I know and I'm sorry. This sentence does confuse. You are correct, in Greek, the word order doesn't change to show a question. However, there are various, correct, ways to form this sentence not because it's a question or not but just because that's how Greek works.

Here are some:

"Εσύ είσαι η Ελένη" this could be a simple statement or a question with only the addition of the Greek question mark (it looks like a semicolon).

or you could use

"Είσαι η Ελένη;" without even using "εσύ"

or as in this exercise

"Είσαι εσύ η Ελένη;"

All 3 examples are either statements or questions with only the addition of the question mark.

You see the word order in Greek is very flexible.

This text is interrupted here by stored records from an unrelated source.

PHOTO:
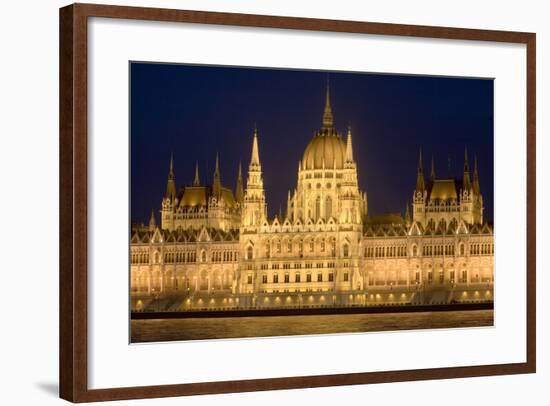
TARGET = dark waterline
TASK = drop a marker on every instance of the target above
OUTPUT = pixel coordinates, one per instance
(239, 327)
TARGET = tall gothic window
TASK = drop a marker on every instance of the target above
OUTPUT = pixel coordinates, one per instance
(346, 250)
(317, 207)
(328, 207)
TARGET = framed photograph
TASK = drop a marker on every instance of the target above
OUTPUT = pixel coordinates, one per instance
(299, 202)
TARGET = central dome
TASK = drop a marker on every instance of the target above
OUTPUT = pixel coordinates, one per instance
(328, 148)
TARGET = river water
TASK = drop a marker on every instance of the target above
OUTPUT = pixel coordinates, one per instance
(266, 326)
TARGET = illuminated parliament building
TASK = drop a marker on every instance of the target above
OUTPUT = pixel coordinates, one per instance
(215, 248)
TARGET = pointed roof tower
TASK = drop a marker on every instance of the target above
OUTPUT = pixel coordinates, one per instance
(255, 158)
(328, 119)
(420, 174)
(239, 193)
(171, 183)
(349, 147)
(152, 221)
(217, 186)
(476, 177)
(466, 181)
(197, 180)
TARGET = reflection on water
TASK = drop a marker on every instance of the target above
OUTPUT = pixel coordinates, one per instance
(233, 327)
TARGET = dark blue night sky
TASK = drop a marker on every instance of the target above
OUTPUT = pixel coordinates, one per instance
(198, 111)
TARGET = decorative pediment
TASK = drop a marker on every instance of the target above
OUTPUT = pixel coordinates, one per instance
(391, 232)
(157, 237)
(204, 235)
(485, 229)
(369, 232)
(135, 238)
(416, 229)
(380, 232)
(462, 228)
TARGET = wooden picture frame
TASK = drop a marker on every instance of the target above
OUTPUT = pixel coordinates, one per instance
(74, 202)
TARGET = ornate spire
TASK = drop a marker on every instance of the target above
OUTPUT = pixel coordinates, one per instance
(217, 186)
(197, 180)
(328, 119)
(152, 221)
(420, 174)
(171, 183)
(349, 147)
(476, 177)
(239, 193)
(466, 180)
(255, 158)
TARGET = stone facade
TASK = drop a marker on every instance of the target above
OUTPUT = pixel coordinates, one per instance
(216, 249)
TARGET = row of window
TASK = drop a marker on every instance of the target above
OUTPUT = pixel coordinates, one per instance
(462, 278)
(318, 265)
(378, 252)
(297, 278)
(482, 249)
(428, 250)
(326, 175)
(181, 257)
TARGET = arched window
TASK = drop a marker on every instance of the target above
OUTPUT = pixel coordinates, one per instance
(317, 207)
(346, 250)
(328, 207)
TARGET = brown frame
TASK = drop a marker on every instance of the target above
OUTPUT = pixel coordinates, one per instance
(73, 360)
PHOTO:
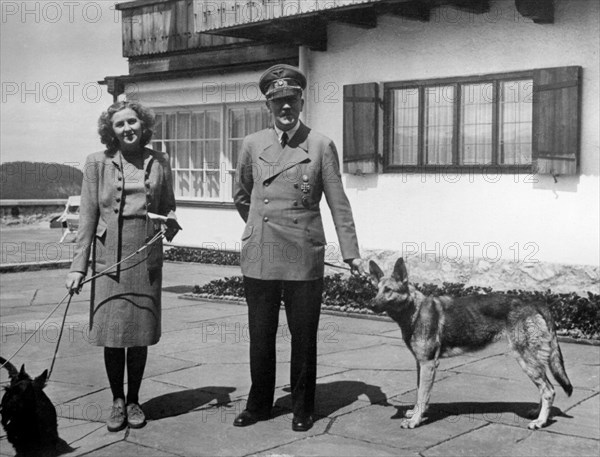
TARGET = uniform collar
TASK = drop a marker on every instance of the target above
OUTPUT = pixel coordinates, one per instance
(290, 132)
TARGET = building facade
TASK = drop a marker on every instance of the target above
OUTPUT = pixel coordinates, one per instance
(467, 130)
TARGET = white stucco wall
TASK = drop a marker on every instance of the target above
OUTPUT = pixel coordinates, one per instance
(448, 217)
(517, 217)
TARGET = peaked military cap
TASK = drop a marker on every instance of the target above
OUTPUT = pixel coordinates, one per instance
(281, 80)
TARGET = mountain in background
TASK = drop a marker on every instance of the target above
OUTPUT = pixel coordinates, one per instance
(38, 180)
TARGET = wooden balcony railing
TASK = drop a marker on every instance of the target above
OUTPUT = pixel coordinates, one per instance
(162, 26)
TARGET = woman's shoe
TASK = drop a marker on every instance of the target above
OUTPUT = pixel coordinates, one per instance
(117, 419)
(135, 416)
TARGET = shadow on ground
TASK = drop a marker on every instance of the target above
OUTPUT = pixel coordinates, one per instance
(333, 396)
(177, 403)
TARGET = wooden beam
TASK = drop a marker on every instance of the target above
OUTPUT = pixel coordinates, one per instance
(365, 18)
(417, 10)
(539, 11)
(472, 6)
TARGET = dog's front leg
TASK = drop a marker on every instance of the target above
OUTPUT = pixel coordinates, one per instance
(411, 412)
(426, 378)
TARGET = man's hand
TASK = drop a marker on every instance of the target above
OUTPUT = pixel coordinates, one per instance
(73, 282)
(172, 227)
(356, 267)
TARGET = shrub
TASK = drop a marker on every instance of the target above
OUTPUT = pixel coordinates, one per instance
(574, 315)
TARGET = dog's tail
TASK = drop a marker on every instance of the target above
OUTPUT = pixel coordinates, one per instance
(557, 366)
(12, 371)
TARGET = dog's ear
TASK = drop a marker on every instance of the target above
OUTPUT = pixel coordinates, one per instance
(400, 274)
(375, 271)
(40, 381)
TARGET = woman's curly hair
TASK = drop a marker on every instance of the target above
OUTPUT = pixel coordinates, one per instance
(105, 130)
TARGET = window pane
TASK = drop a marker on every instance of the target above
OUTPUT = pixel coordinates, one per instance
(171, 126)
(195, 140)
(236, 123)
(213, 183)
(157, 130)
(213, 124)
(182, 184)
(212, 153)
(197, 184)
(198, 130)
(477, 104)
(196, 154)
(183, 154)
(405, 130)
(439, 119)
(515, 122)
(183, 126)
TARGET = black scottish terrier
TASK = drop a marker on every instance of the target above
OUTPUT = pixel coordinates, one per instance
(28, 415)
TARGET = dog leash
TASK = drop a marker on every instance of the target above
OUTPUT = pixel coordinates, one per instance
(337, 266)
(69, 295)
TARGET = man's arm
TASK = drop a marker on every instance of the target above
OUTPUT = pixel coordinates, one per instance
(339, 205)
(244, 182)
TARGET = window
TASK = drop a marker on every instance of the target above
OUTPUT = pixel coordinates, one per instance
(459, 123)
(203, 144)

And there is also a plural version. The plural is used to show respect even if it's only one person.


https://www.duolingo.com/profile/Ernst557459

But word order in English is also (somewhat) flexible: my answer was You are Eleni?, but this was not approved.

My second attempt was Are you Eleni without a question mark. This was approved. May I deduce from this that DL simply ignores punctuation marks?


https://www.duolingo.com/profile/jaye16
Mod
  • 325

What you are suggesting is the use of the affirmative as a question which is used to show shock, surprise, disbelief etc. Ok, we'll add it.


https://www.duolingo.com/profile/ChromateX

Two questions: could it also mean "is this Eleni" and could it take the question mark "?" we English speakers are used to?


https://www.duolingo.com/profile/jaye16
Mod
  • 325

The first comment on this page says:

"So the greek question mark is ';'?

Didn't you read it? What looks like a semicolon is the Greek question mark.

So, no we do not use "?".

There is no word in the Greek sentence that means "this". So, this sentence just means: "Are you Eleni?"